Мишка сделал ошибку. Он не понял, что выбирать должна я. И если бы в эту ночь, он произнес мне те слова. Если бы он дал мне вновь почувствовать вкус свободы. Основанной на обязательном расставании. Я бы первой сказала:
– Мишка, женись-ка на мне. Ведь мы созданы друг для друга.
И я бы не солгала. Мы были созданы друг для друга. И я не могла простить Мишке. Что он посягнул на мою свободу. На мое одиночество. На мой собственный мир. И только позднее я поняла. Что тот, кто много говорит – мало любит. Настоящая любовь скупа на слова.
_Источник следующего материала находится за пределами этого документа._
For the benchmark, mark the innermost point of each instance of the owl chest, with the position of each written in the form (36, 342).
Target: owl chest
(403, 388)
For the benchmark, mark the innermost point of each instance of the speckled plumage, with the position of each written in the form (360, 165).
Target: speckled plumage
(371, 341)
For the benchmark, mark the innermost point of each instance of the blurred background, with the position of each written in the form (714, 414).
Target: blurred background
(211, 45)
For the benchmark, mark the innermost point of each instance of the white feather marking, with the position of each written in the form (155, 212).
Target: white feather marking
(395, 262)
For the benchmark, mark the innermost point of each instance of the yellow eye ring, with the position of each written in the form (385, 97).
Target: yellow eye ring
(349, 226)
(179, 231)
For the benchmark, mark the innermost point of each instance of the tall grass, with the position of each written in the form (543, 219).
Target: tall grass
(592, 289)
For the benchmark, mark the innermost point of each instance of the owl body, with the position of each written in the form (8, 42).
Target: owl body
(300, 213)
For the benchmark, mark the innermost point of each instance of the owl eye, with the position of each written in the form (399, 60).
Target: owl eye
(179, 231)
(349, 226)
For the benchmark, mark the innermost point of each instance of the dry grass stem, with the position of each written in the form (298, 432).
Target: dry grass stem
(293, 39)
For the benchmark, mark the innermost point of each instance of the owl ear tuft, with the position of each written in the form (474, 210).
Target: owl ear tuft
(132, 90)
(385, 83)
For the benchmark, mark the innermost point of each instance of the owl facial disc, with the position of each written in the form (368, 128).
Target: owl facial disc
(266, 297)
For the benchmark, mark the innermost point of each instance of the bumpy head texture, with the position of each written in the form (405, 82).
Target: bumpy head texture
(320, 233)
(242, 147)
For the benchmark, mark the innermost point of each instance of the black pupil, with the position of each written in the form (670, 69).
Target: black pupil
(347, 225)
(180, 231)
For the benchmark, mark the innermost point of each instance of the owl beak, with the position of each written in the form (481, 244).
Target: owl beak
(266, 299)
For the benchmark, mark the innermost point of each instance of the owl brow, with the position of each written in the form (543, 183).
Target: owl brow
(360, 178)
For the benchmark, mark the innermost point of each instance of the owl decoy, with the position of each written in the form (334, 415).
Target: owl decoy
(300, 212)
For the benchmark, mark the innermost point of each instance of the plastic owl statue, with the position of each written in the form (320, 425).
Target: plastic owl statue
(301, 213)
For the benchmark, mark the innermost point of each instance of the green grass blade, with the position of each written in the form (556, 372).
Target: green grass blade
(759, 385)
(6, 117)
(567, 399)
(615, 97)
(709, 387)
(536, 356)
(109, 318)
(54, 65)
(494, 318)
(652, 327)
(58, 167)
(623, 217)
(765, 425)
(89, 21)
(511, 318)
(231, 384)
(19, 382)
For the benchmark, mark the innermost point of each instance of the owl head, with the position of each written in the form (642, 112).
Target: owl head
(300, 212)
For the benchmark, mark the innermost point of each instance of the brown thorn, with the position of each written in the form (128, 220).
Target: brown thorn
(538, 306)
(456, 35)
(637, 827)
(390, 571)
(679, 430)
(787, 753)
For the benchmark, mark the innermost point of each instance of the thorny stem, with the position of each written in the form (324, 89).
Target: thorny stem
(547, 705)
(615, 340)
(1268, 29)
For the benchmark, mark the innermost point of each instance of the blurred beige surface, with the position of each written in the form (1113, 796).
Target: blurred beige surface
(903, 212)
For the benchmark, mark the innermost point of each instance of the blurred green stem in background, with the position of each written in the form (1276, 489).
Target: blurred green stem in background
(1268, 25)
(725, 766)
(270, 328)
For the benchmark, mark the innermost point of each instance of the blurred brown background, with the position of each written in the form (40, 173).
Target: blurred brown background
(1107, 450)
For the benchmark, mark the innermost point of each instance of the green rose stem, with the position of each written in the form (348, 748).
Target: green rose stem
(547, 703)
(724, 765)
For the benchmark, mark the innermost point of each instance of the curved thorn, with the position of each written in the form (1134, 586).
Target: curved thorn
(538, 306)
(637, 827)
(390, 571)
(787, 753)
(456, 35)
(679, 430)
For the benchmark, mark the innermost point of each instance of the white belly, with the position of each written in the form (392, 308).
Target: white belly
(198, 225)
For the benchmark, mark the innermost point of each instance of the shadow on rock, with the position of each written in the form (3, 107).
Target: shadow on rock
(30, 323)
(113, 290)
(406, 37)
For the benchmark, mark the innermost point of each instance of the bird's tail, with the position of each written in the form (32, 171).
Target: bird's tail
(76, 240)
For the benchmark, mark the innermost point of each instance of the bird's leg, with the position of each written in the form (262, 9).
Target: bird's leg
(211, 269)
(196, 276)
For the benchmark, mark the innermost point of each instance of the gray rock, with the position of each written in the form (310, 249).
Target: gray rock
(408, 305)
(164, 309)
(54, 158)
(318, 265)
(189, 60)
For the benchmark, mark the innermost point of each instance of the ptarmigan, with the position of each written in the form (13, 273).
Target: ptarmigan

И не скупа на поступки. Мишка любил по-настоящему. И не раз доказывал свою любовь, вытаскивая меня из неприятных историй и передрязг. Прощая мне мое легкомыслие и измены. И редко говорил о своей любви. Потому что любил. Он так напоминал моего отца. И поэтому я тоже не могла ему ответить – да.
Моя мама умирала в монастыре. В монастыре, обнесенном железной оградой. Монастыре, окруженном деревьями с переспелыми грушами. Монастыре, не сгибающимся под тяжестью всесильного неба. Потому что сам он – от неба.
И монастырь этот был – особым миром. Без дикого шума автомобилей. Без страха перед жизнью. Без неоправданного желания все успеть. Монастырь был полной противоположностью моей мамы. И мое сознание долго не могло примириться. Свыкнуться с мыслью. Что моя мама собирается оставшуюся жизнь провести в этом молчаливом мертвом мире. В этом безгрешном царстве. Моя мама. Такая живая. Такая импульсивная. И такая несовершенная.
Я зашла за ограду. И опять – цвет. Цвет монастырского сада. Цвет неба над монастырем. Цвет земли возле монастыря. Цвет служащих монастыря. И этот цвет был приглушенным, спокойным. И сегодня по особенному мертвым. Словно здесь знали, когда пора уходить еще одной душе. Я знала этот цвет, я догадывалась о нем. Он – никакой. Вроде бы виден глазами. Вроде бы осязаем. Но его нет. Он неуловим. Впрочем, как неуловимо и само мгновение смерти.